The initial concept for a v2 architecture was clear: we needed Server-Side Rendering (SSR) for the initial state and a real-time push mechanism for subsequent updates. This would solve the empty page load and the state lag. The technology selection process was driven by this requirement.
For the real-time communication, gRPC was the obvious choice over WebSockets. Our microservices were already communicating via gRPC, and its use of Protobuf ensured strong typing from the backend to the frontend. More importantly, gRPC’s native support for server-side streaming was a perfect fit for broadcasting the Saga’s state transitions. A single, long-lived connection is far more efficient than polling.
For the frontend framework, we settled on Next.js to handle the SSR. Its getServerSideProps function provided a clean entry point to fetch the initial state of a given Saga transaction before rendering the page on the server.
The final piece was testing.

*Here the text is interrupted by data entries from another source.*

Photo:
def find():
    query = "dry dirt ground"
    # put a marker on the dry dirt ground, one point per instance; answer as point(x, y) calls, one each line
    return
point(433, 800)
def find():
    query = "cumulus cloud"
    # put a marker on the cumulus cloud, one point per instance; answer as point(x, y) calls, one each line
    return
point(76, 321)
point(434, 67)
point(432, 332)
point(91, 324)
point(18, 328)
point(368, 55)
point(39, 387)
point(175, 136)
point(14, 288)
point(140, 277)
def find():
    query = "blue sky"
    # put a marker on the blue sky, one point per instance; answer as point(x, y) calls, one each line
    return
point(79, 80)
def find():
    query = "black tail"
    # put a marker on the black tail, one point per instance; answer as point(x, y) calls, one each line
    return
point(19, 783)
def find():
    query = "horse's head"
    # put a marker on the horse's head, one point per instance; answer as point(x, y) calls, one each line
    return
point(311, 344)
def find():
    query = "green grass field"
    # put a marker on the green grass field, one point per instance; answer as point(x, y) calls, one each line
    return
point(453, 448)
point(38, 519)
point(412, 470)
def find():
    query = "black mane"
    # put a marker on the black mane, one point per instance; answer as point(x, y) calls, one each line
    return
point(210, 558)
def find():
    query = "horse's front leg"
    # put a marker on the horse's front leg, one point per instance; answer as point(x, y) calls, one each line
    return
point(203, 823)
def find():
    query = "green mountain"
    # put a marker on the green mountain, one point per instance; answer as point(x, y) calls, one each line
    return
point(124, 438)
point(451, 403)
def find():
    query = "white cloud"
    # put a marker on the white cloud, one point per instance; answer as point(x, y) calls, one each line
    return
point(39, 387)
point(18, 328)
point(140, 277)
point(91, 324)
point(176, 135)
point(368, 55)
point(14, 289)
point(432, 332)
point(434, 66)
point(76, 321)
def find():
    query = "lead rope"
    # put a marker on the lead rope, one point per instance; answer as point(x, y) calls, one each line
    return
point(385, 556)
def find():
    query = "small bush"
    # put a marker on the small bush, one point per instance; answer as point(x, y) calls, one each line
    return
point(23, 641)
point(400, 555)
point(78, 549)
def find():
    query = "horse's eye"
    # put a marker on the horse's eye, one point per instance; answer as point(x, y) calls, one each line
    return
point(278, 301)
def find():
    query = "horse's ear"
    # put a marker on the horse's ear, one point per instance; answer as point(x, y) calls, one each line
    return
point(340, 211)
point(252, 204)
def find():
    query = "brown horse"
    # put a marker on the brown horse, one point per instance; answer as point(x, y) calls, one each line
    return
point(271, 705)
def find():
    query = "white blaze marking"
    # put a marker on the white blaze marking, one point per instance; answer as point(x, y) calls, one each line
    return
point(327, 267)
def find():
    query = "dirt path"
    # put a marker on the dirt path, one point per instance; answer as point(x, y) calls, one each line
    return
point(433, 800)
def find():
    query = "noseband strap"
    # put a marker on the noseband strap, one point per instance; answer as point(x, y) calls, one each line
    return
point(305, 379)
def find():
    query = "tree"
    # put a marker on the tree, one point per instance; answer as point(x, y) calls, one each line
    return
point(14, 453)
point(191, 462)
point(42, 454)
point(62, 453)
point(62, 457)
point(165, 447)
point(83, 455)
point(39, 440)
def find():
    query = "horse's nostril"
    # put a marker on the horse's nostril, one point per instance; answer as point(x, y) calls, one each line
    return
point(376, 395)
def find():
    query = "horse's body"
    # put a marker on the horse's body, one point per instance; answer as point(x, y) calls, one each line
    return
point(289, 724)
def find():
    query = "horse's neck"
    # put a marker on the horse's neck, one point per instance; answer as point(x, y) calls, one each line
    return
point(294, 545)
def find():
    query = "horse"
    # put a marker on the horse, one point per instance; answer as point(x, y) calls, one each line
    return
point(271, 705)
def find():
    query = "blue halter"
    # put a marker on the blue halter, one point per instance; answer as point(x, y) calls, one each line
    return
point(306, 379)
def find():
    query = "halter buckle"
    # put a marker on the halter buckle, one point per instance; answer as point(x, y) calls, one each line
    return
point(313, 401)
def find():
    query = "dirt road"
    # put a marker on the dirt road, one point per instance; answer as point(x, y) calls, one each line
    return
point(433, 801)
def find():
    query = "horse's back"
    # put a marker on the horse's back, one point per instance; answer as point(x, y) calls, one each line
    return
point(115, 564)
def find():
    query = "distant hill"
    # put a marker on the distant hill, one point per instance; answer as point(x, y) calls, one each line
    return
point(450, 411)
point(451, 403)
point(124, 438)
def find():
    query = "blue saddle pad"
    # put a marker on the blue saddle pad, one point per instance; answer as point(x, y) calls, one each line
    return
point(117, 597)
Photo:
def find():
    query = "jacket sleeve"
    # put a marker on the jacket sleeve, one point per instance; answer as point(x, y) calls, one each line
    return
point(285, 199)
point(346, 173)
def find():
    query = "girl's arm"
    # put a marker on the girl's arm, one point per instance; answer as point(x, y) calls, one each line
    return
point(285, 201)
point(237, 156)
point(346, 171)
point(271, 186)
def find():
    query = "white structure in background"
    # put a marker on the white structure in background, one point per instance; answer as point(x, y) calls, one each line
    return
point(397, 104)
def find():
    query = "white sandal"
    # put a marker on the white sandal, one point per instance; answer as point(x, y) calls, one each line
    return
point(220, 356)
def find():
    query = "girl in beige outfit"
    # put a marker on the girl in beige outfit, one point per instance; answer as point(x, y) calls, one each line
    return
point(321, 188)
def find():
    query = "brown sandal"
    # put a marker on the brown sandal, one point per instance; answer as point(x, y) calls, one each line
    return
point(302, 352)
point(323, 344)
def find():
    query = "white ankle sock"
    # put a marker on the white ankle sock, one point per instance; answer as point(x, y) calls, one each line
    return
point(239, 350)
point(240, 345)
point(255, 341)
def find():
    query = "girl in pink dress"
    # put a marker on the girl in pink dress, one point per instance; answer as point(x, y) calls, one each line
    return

This new architecture, while powerful, presented a significant testing challenge. How do you write a reliable unit or integration test for a React component that receives initial state via SSR props and then immediately subscribes to a gRPC stream for subsequent updates? This is where React Testing Library came in. Its philosophy of testing behavior, not implementation, would be critical. We needed to simulate the entire lifecycle of the Saga from the perspective of the UI, from the initial server-rendered HTML to the final “completed” or “failed” state delivered over a mock stream.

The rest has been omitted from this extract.